Michael Baillargeon: To the truth, right? every stakeholder said, well, we use

this and we use that. And the it was like, I had no idea where supporting all

this stuff.

Michael Baillargeon: Right. So in order to get that good AI experience, you need

a collective unify. I want to say single unified source of truth. That's where

knowledge management companies really come in and to help kind of aggregate all

that data and put it all in one spot. So either I can use it as a internal chat.

GPT

Phil Howard: Talk to me for a second. Some people might not know what that is.

this knowledge management type of content. In other words, data cleanup.

Michael Baillargeon: Data cleanup. Yep. Yeah. We used to call it a knowledge

base, but now, marketing gets involved. Phil. So we have to up our terms. Now

it's a knowledge management platform. So what they do is they clean up all your

data that's out there. There's a term called. Redundant, outdated. I don't

remember what the T was.

Michael Baillargeon: I can't remember what it was. So what these platforms do is

look at all the sources of truth, right? From simple stuff like on OneDrive and

In SharePoint, Salesforce, your ERP on the server underneath Mary's desk. It

looks for that rot. What's redundant? What's outdated? Right. The worst thing

you want to do is a agent kind of goes into an FAQ and says, oh yeah, our return

policy is ninety days where that's an outdated policy, right? You got to get rid

of all that. So these knowledge management systems come in and kind of clean

that up. So it can be used. Yes. Again, I'm a bit of a call center guy. It can

be used in the call center in this way. A call comes in. I'm a remote agent.

Question comes in and the question I wasn't trained on. I look to the right.
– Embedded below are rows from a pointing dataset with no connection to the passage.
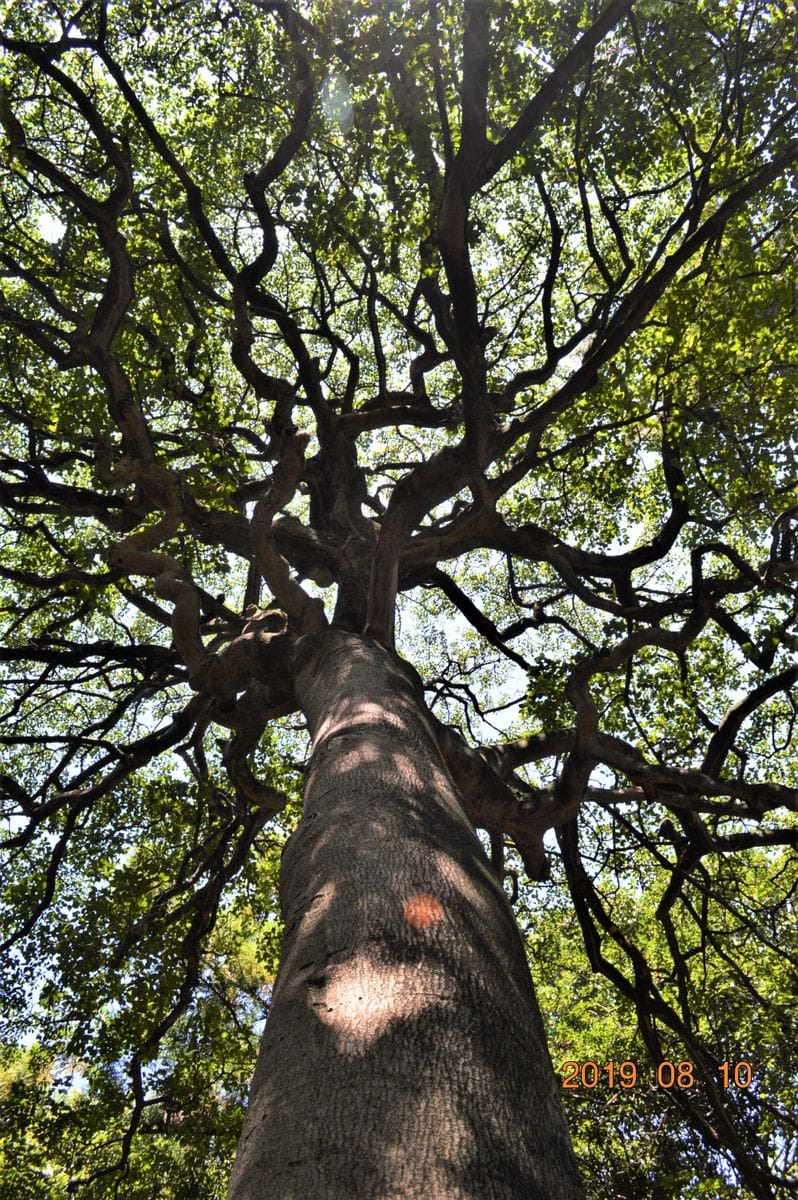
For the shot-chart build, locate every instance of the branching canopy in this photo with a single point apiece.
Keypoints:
(469, 327)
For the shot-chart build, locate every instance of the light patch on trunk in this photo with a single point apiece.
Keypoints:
(360, 1000)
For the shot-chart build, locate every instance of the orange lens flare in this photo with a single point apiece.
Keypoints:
(421, 911)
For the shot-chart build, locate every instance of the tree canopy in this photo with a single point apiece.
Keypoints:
(469, 327)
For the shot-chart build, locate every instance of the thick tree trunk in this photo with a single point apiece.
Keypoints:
(403, 1057)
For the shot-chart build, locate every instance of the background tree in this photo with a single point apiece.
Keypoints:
(461, 329)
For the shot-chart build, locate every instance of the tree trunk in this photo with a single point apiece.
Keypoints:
(405, 1056)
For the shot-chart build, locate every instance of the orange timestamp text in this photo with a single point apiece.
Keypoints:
(669, 1074)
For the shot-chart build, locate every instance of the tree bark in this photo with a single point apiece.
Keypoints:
(405, 1057)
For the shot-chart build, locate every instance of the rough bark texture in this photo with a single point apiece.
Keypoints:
(405, 1057)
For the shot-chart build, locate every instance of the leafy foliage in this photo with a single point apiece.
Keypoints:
(472, 319)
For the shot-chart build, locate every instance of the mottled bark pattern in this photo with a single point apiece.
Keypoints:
(405, 1057)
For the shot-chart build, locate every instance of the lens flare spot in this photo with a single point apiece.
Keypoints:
(421, 911)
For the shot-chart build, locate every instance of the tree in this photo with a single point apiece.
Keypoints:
(336, 339)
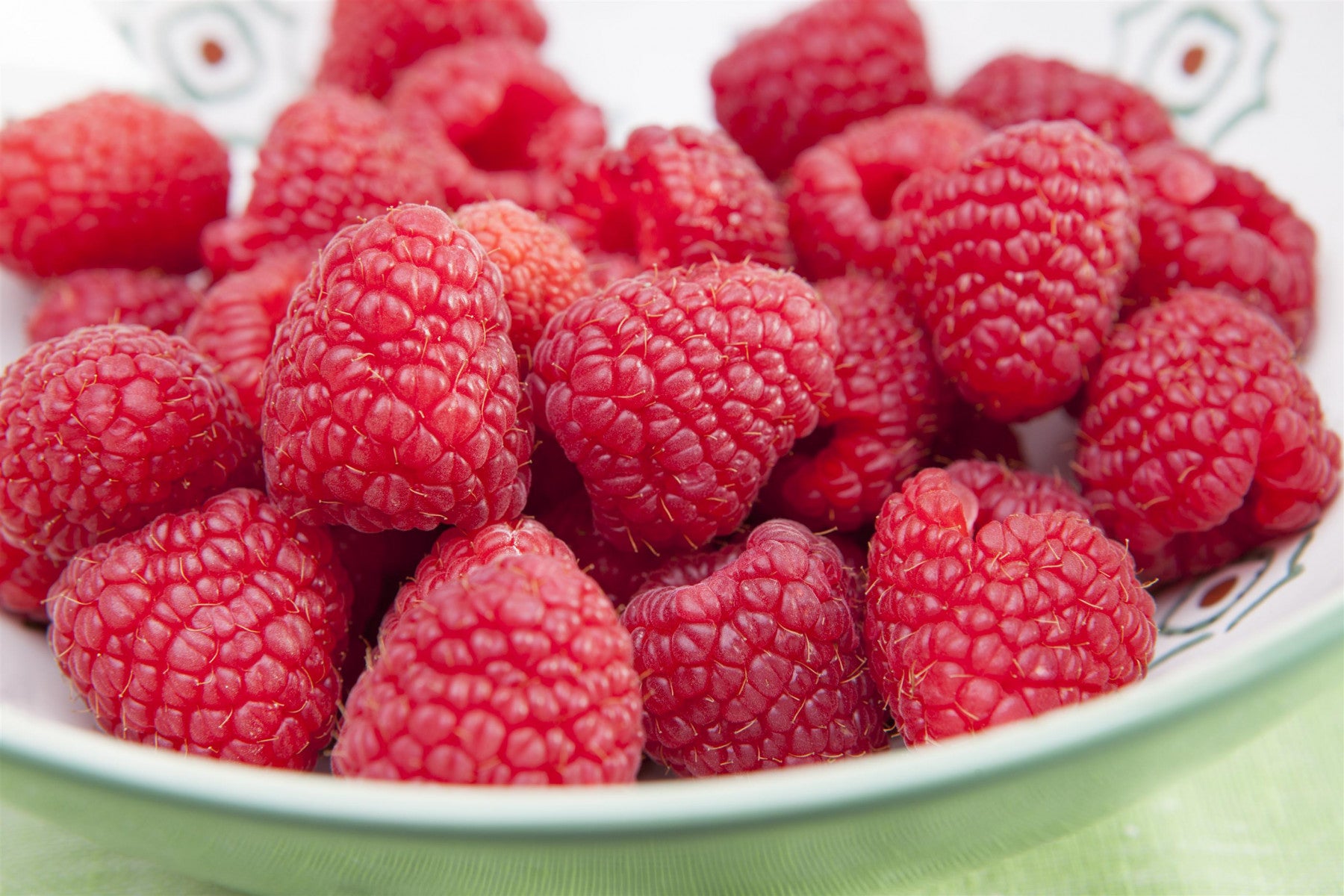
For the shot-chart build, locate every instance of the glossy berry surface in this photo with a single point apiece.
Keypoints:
(517, 673)
(759, 662)
(109, 426)
(391, 390)
(678, 391)
(971, 626)
(213, 632)
(1202, 437)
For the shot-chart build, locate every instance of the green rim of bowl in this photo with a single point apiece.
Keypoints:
(672, 805)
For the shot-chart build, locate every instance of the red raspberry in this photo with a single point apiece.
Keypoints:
(331, 159)
(108, 428)
(112, 296)
(1016, 261)
(1001, 491)
(974, 626)
(25, 579)
(517, 673)
(544, 270)
(457, 553)
(839, 193)
(507, 124)
(108, 181)
(678, 198)
(676, 393)
(1201, 437)
(373, 40)
(237, 319)
(1014, 89)
(880, 421)
(816, 72)
(1218, 227)
(759, 664)
(213, 632)
(391, 390)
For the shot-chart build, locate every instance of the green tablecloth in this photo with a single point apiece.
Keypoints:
(1268, 818)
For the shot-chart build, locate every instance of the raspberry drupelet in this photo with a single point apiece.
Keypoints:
(1201, 437)
(111, 180)
(391, 390)
(217, 632)
(1016, 262)
(517, 673)
(759, 662)
(678, 391)
(107, 428)
(971, 626)
(784, 87)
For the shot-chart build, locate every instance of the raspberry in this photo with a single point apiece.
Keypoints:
(1016, 261)
(1201, 437)
(618, 573)
(457, 553)
(974, 626)
(839, 193)
(108, 181)
(108, 428)
(331, 159)
(878, 423)
(517, 673)
(25, 579)
(678, 198)
(1001, 491)
(373, 40)
(676, 393)
(816, 72)
(1014, 89)
(213, 632)
(759, 662)
(544, 270)
(391, 390)
(505, 124)
(1218, 227)
(237, 319)
(112, 296)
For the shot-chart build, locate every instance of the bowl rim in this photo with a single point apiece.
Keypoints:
(668, 806)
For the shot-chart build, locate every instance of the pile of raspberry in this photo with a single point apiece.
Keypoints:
(476, 449)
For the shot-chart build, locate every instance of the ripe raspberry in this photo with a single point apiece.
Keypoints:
(211, 632)
(544, 270)
(618, 573)
(676, 393)
(759, 662)
(505, 124)
(237, 319)
(1016, 262)
(331, 159)
(880, 422)
(678, 198)
(517, 675)
(974, 626)
(391, 391)
(456, 554)
(1218, 227)
(373, 40)
(1201, 437)
(1014, 89)
(112, 296)
(839, 193)
(108, 181)
(1001, 492)
(816, 72)
(25, 579)
(108, 428)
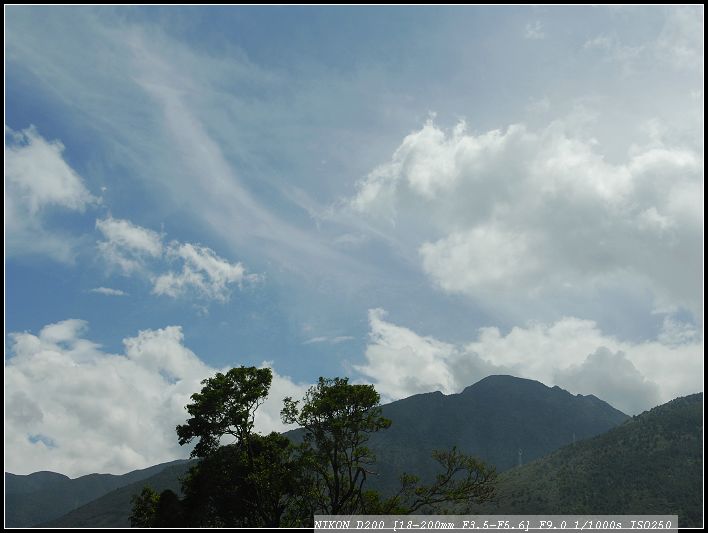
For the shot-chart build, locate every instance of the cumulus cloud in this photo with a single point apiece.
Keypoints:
(571, 353)
(38, 181)
(76, 409)
(612, 377)
(133, 249)
(523, 213)
(534, 30)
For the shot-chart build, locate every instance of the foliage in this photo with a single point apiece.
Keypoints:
(337, 418)
(144, 508)
(226, 405)
(228, 489)
(268, 481)
(463, 480)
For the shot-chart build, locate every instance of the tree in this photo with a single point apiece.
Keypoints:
(268, 481)
(226, 405)
(337, 418)
(228, 489)
(144, 508)
(463, 480)
(250, 482)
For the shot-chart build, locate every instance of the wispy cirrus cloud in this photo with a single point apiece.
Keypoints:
(133, 249)
(39, 182)
(107, 291)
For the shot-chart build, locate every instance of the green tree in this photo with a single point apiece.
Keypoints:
(250, 482)
(229, 489)
(462, 480)
(226, 405)
(144, 508)
(337, 418)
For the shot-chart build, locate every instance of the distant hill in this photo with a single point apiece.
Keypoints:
(113, 509)
(652, 464)
(491, 419)
(42, 496)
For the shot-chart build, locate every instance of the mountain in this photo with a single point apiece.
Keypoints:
(113, 509)
(651, 464)
(491, 419)
(42, 496)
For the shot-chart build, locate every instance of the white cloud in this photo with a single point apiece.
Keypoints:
(76, 409)
(678, 45)
(512, 214)
(107, 291)
(681, 40)
(329, 340)
(202, 270)
(137, 250)
(127, 245)
(534, 31)
(38, 180)
(571, 353)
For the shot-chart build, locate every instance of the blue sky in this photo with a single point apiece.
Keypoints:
(414, 197)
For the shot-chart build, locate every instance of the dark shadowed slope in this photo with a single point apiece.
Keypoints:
(652, 464)
(113, 509)
(492, 419)
(42, 496)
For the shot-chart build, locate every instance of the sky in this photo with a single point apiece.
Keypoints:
(414, 197)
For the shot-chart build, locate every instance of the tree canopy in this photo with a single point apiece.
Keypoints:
(272, 480)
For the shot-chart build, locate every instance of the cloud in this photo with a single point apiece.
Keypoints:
(571, 353)
(202, 270)
(521, 213)
(679, 44)
(133, 249)
(126, 245)
(534, 31)
(681, 40)
(76, 409)
(108, 291)
(613, 378)
(38, 181)
(329, 340)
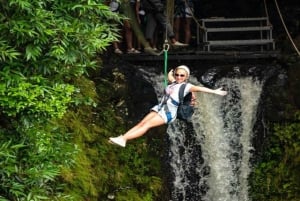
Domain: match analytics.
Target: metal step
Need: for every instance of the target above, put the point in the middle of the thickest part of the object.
(240, 42)
(236, 29)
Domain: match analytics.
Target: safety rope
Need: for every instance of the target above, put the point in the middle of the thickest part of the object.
(287, 32)
(166, 49)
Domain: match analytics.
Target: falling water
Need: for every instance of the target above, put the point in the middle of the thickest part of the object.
(210, 157)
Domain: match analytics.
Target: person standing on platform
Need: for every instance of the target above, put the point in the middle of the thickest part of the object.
(155, 14)
(183, 13)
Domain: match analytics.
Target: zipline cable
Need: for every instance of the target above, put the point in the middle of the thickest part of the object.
(287, 32)
(166, 46)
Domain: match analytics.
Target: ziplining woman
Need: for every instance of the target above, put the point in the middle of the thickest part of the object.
(165, 112)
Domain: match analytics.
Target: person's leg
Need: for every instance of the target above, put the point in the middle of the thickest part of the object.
(146, 118)
(153, 119)
(187, 30)
(176, 27)
(128, 34)
(165, 24)
(161, 18)
(150, 26)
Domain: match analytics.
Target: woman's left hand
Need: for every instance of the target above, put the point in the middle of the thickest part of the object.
(220, 92)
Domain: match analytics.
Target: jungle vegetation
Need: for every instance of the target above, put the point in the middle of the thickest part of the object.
(55, 120)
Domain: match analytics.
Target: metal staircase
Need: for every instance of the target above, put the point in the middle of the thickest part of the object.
(228, 32)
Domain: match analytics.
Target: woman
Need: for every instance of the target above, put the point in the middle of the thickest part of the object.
(165, 111)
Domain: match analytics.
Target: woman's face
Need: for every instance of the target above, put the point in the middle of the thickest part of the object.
(180, 75)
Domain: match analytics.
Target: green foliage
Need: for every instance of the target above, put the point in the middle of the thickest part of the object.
(102, 169)
(45, 46)
(277, 177)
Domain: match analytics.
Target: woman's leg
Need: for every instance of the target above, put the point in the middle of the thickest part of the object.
(153, 119)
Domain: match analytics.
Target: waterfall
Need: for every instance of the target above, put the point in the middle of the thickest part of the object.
(223, 132)
(209, 159)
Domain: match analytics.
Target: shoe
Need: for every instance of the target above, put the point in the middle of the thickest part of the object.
(179, 44)
(118, 51)
(118, 141)
(133, 51)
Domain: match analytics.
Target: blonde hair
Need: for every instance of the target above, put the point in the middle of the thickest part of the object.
(185, 68)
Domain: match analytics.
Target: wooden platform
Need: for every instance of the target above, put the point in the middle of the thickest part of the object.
(200, 55)
(242, 31)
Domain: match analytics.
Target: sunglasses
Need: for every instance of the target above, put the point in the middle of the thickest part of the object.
(181, 75)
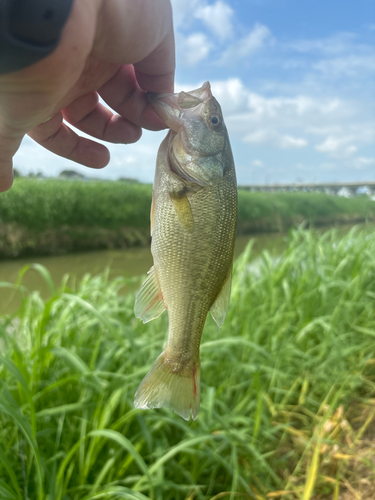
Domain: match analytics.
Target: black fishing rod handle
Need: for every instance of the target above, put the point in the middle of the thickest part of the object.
(30, 30)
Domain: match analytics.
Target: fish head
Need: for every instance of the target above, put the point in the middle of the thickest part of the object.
(198, 134)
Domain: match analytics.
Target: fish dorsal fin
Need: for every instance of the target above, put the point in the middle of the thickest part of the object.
(149, 301)
(220, 307)
(183, 211)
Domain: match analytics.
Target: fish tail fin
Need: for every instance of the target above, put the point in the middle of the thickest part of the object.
(165, 386)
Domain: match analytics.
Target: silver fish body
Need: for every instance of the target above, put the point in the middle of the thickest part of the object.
(193, 227)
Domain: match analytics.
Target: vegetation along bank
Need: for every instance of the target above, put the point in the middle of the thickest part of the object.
(288, 387)
(48, 216)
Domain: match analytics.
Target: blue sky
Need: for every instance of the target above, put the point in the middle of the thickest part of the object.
(296, 81)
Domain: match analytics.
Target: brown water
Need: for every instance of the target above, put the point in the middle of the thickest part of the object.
(130, 262)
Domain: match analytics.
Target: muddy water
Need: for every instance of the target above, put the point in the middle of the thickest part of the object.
(131, 262)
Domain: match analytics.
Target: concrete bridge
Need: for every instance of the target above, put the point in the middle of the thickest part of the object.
(335, 188)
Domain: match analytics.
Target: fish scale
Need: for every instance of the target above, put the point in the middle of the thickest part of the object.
(194, 216)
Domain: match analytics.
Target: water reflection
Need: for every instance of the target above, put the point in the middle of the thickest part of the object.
(131, 262)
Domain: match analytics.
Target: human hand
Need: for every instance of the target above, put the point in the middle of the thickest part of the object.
(116, 49)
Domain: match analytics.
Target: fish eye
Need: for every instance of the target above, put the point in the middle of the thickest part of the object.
(215, 120)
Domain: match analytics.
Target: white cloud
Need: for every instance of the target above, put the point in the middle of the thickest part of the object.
(346, 66)
(337, 147)
(193, 48)
(289, 142)
(272, 138)
(248, 45)
(363, 162)
(183, 11)
(218, 19)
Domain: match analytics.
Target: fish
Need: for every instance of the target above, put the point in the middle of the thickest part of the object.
(193, 229)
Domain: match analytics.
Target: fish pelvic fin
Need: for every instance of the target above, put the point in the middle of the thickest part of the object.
(220, 307)
(167, 386)
(149, 301)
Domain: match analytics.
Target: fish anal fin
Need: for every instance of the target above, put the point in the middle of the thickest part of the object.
(149, 301)
(183, 211)
(166, 386)
(220, 307)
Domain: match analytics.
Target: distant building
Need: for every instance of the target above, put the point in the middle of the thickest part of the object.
(71, 174)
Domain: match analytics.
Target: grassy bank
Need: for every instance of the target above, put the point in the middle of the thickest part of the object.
(41, 217)
(288, 388)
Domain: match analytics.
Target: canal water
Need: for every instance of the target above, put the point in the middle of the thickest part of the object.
(128, 263)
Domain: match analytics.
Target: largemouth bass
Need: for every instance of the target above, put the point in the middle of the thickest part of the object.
(193, 227)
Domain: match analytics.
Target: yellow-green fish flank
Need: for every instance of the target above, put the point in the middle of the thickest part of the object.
(193, 227)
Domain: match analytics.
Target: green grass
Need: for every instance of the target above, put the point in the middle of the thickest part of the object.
(288, 387)
(42, 204)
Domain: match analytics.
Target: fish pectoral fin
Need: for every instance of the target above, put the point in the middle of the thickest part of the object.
(149, 301)
(183, 211)
(220, 307)
(152, 214)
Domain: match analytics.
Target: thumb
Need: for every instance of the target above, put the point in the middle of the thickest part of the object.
(8, 147)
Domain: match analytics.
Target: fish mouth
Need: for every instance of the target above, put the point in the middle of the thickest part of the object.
(172, 107)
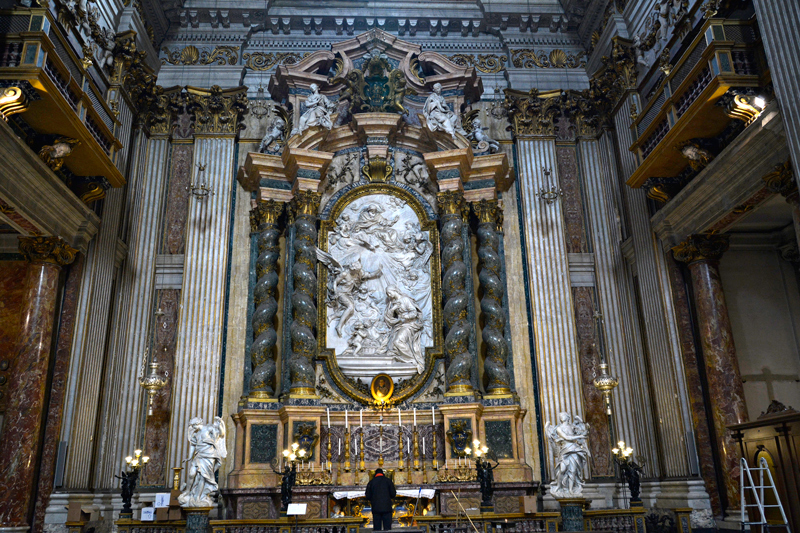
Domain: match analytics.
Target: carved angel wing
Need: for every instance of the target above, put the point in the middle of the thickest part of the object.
(328, 260)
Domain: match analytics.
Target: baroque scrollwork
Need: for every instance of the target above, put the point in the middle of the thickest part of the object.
(269, 60)
(191, 55)
(527, 58)
(488, 63)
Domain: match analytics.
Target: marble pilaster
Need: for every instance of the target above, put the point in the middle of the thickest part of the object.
(557, 359)
(726, 392)
(198, 354)
(23, 424)
(777, 22)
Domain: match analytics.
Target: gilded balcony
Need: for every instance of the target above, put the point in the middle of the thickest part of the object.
(723, 59)
(35, 53)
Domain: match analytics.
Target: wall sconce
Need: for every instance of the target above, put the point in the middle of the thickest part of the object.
(200, 190)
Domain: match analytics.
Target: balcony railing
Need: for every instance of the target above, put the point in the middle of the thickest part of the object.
(33, 49)
(682, 106)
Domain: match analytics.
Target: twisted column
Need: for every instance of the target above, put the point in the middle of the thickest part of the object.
(725, 389)
(304, 208)
(457, 327)
(492, 289)
(22, 434)
(264, 220)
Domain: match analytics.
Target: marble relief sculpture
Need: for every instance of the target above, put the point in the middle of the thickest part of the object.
(439, 116)
(318, 112)
(568, 440)
(206, 451)
(379, 307)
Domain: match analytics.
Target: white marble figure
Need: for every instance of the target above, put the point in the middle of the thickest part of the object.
(439, 116)
(318, 112)
(568, 443)
(479, 136)
(275, 130)
(206, 449)
(379, 305)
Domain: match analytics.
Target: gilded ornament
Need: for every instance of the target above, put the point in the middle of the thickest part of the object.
(267, 61)
(52, 250)
(528, 58)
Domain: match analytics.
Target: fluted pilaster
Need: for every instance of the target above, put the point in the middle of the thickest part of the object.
(492, 289)
(304, 206)
(264, 221)
(456, 325)
(558, 366)
(122, 396)
(198, 354)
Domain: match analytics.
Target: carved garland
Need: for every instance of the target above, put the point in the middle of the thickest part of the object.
(404, 389)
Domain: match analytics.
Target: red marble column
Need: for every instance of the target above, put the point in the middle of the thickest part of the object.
(726, 393)
(23, 427)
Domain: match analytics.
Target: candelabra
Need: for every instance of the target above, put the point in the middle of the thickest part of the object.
(129, 480)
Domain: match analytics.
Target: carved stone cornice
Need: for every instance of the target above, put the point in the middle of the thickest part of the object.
(217, 112)
(53, 250)
(266, 213)
(532, 114)
(305, 202)
(781, 181)
(706, 248)
(452, 203)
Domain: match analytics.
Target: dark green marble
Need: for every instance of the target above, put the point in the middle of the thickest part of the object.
(263, 443)
(498, 438)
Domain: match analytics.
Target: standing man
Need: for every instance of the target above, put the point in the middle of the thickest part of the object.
(380, 491)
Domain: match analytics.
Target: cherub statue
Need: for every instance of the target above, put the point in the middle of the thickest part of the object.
(318, 112)
(480, 138)
(207, 449)
(439, 116)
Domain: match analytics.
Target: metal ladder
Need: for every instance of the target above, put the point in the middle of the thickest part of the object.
(757, 492)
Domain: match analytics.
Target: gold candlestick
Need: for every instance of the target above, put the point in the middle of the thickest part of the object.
(347, 449)
(416, 449)
(400, 448)
(361, 464)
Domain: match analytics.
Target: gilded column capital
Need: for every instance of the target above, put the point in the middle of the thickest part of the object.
(781, 181)
(266, 213)
(452, 203)
(52, 250)
(217, 112)
(305, 202)
(701, 248)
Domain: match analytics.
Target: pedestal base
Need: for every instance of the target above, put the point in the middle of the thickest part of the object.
(197, 520)
(572, 513)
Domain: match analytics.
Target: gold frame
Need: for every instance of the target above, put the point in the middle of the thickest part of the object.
(406, 388)
(376, 394)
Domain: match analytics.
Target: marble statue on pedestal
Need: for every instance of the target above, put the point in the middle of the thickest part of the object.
(439, 116)
(379, 302)
(568, 442)
(207, 449)
(318, 112)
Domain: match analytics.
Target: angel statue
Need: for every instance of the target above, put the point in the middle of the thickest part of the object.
(345, 285)
(479, 137)
(568, 442)
(275, 131)
(439, 116)
(318, 112)
(206, 449)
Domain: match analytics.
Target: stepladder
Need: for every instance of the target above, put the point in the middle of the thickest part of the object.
(760, 503)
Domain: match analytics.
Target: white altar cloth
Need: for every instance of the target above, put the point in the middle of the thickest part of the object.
(350, 494)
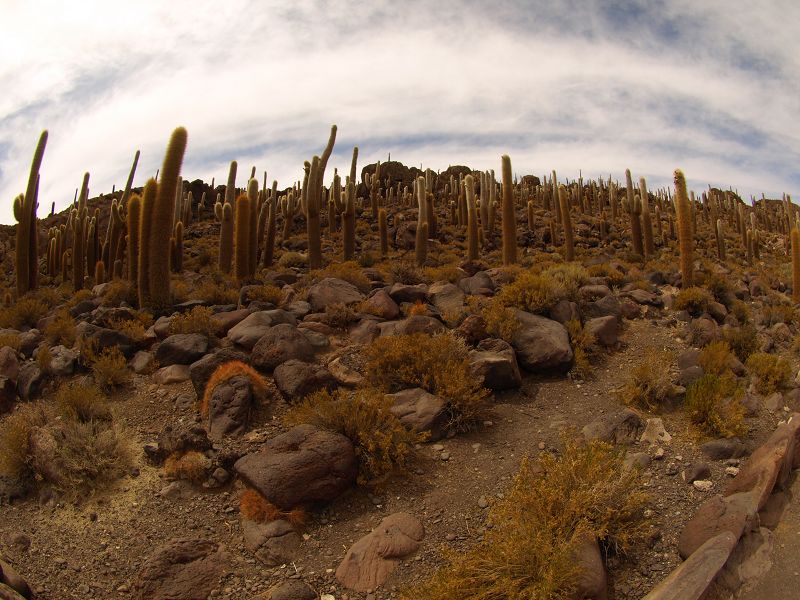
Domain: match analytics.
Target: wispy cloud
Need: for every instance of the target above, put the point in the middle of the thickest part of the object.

There's the dog. I look to the left. There's the cat. How am I going to answer

this? I could put the person on hold for ten minutes. I could go into teams

chat. Right? In the old days, when I was in the office, I had the flag I could

raise. Now with AI, AI will automatically surface the right FAQ or the right

document for the agent based upon what it heard the customer say. And you really

need that single database for that because it reaches out for that latest one.

Now once you have.

Phil Howard: The way, the T stands for trivial.

Michael Baillargeon: Trivial. Thank you, thank you. Trivial. So you have to get

that data in order. And now talking non telecom, that data is also really

important for those workflows. it's nothing more than if this happens then do

that. Now it reasons what those then should be. Greg you dropped agentic on here

right. So the biggest difference between conversational and simple generative.

That was if then right. It was if they say this, then do that. If they say this,

then do that. It was like one hundred IFS and one hundred thens. Now with

Agentic, it reasons it. There's one if if this comes in, here's all the thens

that are possible, right. So it should do it a little bit faster. But from an

internal point of view, internal it that data, right. The readiness of that data

will help with all those internal workflows. If this thing kick this off.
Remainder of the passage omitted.